NEW YORK -- Stocks surged broadly higher yesterday in a late rally said to reflect the belief of some money managers that the bond market's gains may have nearly run their course.
The Dow Jones industrial average jumped 45.12 points, or 1.3 percent, to 3,400.53, with Big Board gainers overwhelming losers by a 2-to-1 margin. Volume was a moderately heavy 275 million shares.
About two-thirds of the market's advance came in the session's last hour, in a pattern of program trading suggesting that some big institutions were committing hefty chunks of money to stocks.
Although the bond market was little changed yesterday, pension fund managers and consultants say that the lowest interest rates in decades, with reduced prospects for further price gains, are forcing many funds to switch increasingly to stocks.
Such moves by a few large funds, often taking place step-by-step over days or weeks, can sometimes result in jagged market reactions, like yesterday's, that have little apparent relation to the day's news.
Yesterday's economic reports -- that the government's main economic forecasting index was up only a hair and that sales of new homes posted their biggest drop in 11 years -- seemed to affect only those stocks most in need of a vigorous economy and strong housing demand.
Some analysts said that major institutions were shifting from bonds to stocks yesterday afternoon. "They are certainly leaving their footprints," said Dennis Jarrett, chief market analyst at Kidder, Peabody. "They are looking at total return."
Many pension funds have promised and assumed long-term returns of 8 percent or more, but the 30-year Treasury bond now yields only 6.84 percent.
"People are not willing to alter their assumptions, and are therefore seeking returns in other asset classes than bonds," said James J. O'Leary, senior executive vice president of Callan Associates, consultants to many large pension funds.

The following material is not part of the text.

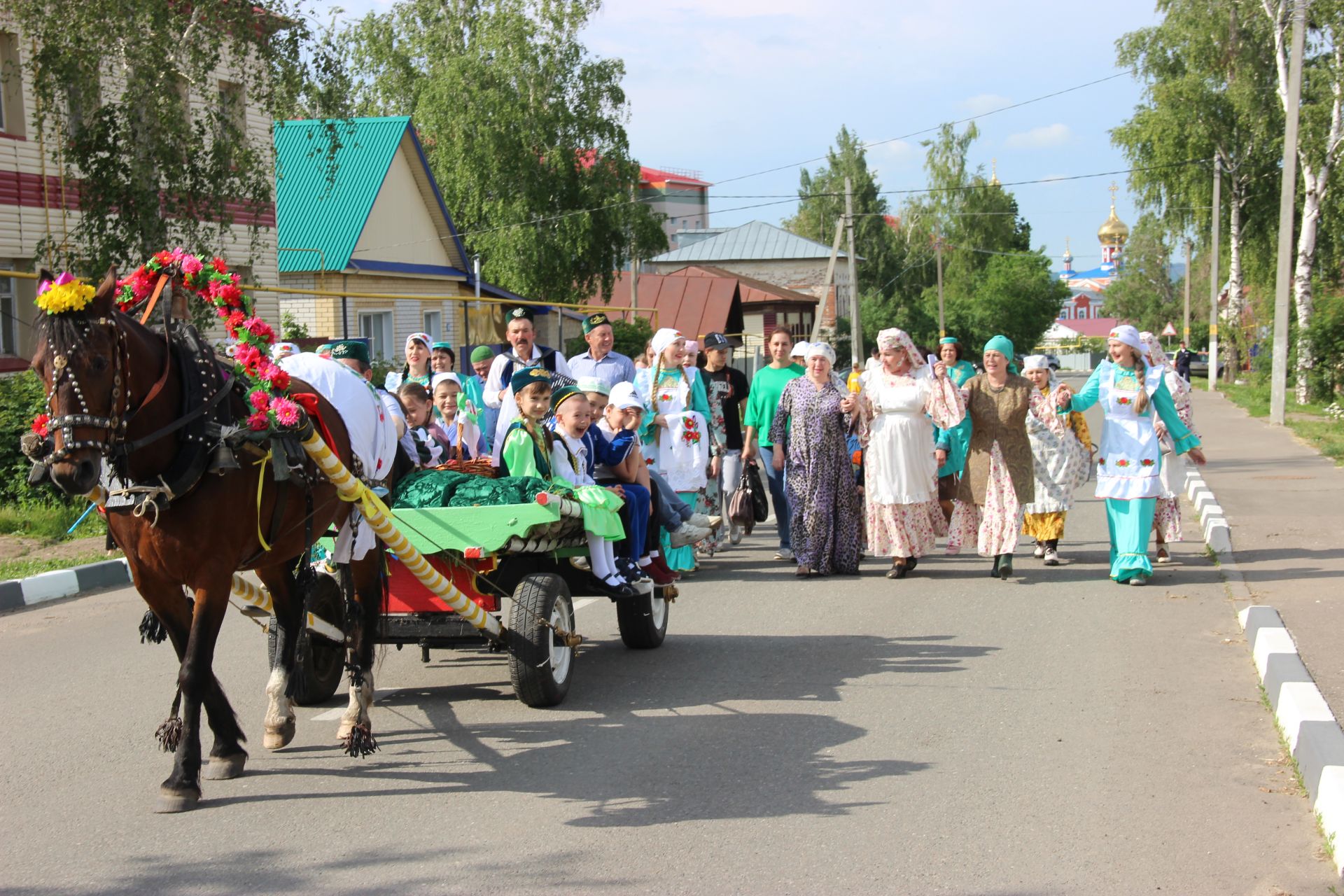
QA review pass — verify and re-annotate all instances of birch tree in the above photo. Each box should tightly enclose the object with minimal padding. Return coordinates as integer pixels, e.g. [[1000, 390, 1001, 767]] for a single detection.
[[1261, 0, 1344, 405]]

But some money managers caution that a reversal in the bond market could pull down stocks, which are already expensive by most historical measures.
But those who foresee no rise in interest rates say that the bond market's rally presages a much stronger advance in stocks. Elaine M. Garzarelli, an influential strategist at Shearson Lehman Brothers, told clients yesterday that the likely action of bond prices justifies a Dow average of 3,800. At yesterday's close, the Dow was 42 points from the record of 3,442 set Feb. 5.
Lower interest rates will both stimulate growth and make stocks more attractive, Ms. Garzarelli said. She also based her upbeat outlook on her conviction that President's Clinton's economic program will improve corporate profits this year. "The investment tax credit outweighs the new taxes," she said.
Yesterday's rally, though widespread, helped consumer growth stocks, steady earners in good times and bad, more than the cyclical issues that feel every bump in the economy.
Among the favorite consumer stocks, McDonald's rose $1.625, to $51.25; Coca-Cola gained 87.5 cents, to $43, and Philip Morris, beaten down lately by fears of higher tobacco taxes, gained $2.25, to $67.50, all on heavy trading.
RJR Nabisco, the Big Board's most active stock, rose 62.5 cents, bTC to $9, on plans to issue a new class of stock for its food holdings and to begin paying dividends.
The NASDAQ market's gains, proportional to the Big Board's, were concentrated in the popular computer technology issues that had paced the market for months but had faltered in recent days. Intel matched its high of $120 before closing at $119.50, up $4.25. Novell gained $1.25, to $29.75; Borland $1.125, to $21.50, and Sun Microsystems $1.50, to $36.
Most biotechnology issues also advanced. The NASDAQ composite index rose 8.21, or 1.23 percent, to 677.72.